Faux shark fin soup with Jinhua ham was rich, silky and aromatic. Photo by Christine Willmsen
An unidentifiable smell hovering below my face, with the broth having numerous ingredients including chicken, garlic, ham, ginger and carrot. But the texture of the Jinhua ham had a remarkable, creamy texture that I’d not experienced. The server said they finely grade the ham from eastern China while it’s still frozen to create the texture. In the end out of courtesy for other guests, I refrained from licking the bowl.
Rely on Sommelier to choose your drinks

Chocolates hidden in wood boxes surprise guests. Photo by Christine Willmsen
I stayed away from adding the beverage pairing for an additional $150. Instead, I relied on the sommelier to choose just a couple of beverage pairings that would last the evening and hold up to multiple courses.
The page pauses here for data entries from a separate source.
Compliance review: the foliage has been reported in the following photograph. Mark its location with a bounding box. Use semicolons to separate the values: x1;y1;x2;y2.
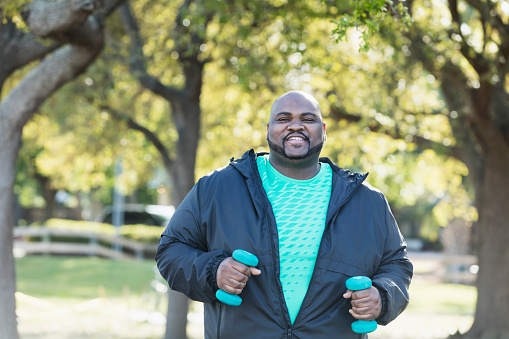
323;0;412;52
6;0;476;244
16;256;154;300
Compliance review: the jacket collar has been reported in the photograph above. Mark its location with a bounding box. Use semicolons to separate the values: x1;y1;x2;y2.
230;149;368;193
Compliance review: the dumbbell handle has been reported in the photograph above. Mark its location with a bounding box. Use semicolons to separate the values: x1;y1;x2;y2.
346;276;377;333
216;250;258;306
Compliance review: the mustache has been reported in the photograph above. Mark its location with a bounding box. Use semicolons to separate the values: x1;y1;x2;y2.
283;131;308;140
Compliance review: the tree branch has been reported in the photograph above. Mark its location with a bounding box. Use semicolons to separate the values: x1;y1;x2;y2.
100;105;174;169
0;17;103;128
22;0;102;40
0;18;62;88
329;105;463;161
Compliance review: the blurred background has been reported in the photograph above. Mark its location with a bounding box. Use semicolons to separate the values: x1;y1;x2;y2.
0;0;509;339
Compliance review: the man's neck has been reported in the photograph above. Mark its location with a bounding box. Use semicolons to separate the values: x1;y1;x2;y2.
269;153;320;180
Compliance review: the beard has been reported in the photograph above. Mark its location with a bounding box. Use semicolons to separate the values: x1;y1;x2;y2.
267;136;323;160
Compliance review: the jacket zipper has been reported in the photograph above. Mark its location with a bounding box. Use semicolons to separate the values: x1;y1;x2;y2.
293;173;364;325
248;152;366;338
216;303;223;339
249;154;292;332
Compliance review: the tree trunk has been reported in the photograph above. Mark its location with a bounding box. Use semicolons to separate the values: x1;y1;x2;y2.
164;98;201;339
0;128;21;339
463;149;509;339
0;0;115;339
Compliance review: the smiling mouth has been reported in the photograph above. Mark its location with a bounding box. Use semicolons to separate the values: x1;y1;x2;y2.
285;135;307;141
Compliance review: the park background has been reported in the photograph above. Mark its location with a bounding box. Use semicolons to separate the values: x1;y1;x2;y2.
0;0;509;339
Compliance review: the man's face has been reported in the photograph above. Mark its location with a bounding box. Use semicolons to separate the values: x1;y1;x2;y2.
267;92;326;160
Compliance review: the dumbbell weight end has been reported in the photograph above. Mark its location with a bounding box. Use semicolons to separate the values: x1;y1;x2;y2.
346;276;377;334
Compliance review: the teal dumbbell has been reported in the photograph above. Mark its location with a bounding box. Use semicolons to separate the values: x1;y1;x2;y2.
346;276;377;333
216;250;258;306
I started with a glass of Chablis for the first few courses, then a bone-dry Junmai sake with flavors of lychee and unripened Anjou pear. I completed the night with a Pinot Noir to match my salmon, roast quail and braised beef.
The night ended with a server opened and spun wooden boxes in different angles to offer hidden chocolate desserts.
Not once during the evening did I feel uncomfortable sitting at my table alone. I walked out of the restaurant with a dreamy smile and a bulging, satisfied stomach. The exploration of flavors was worth the price.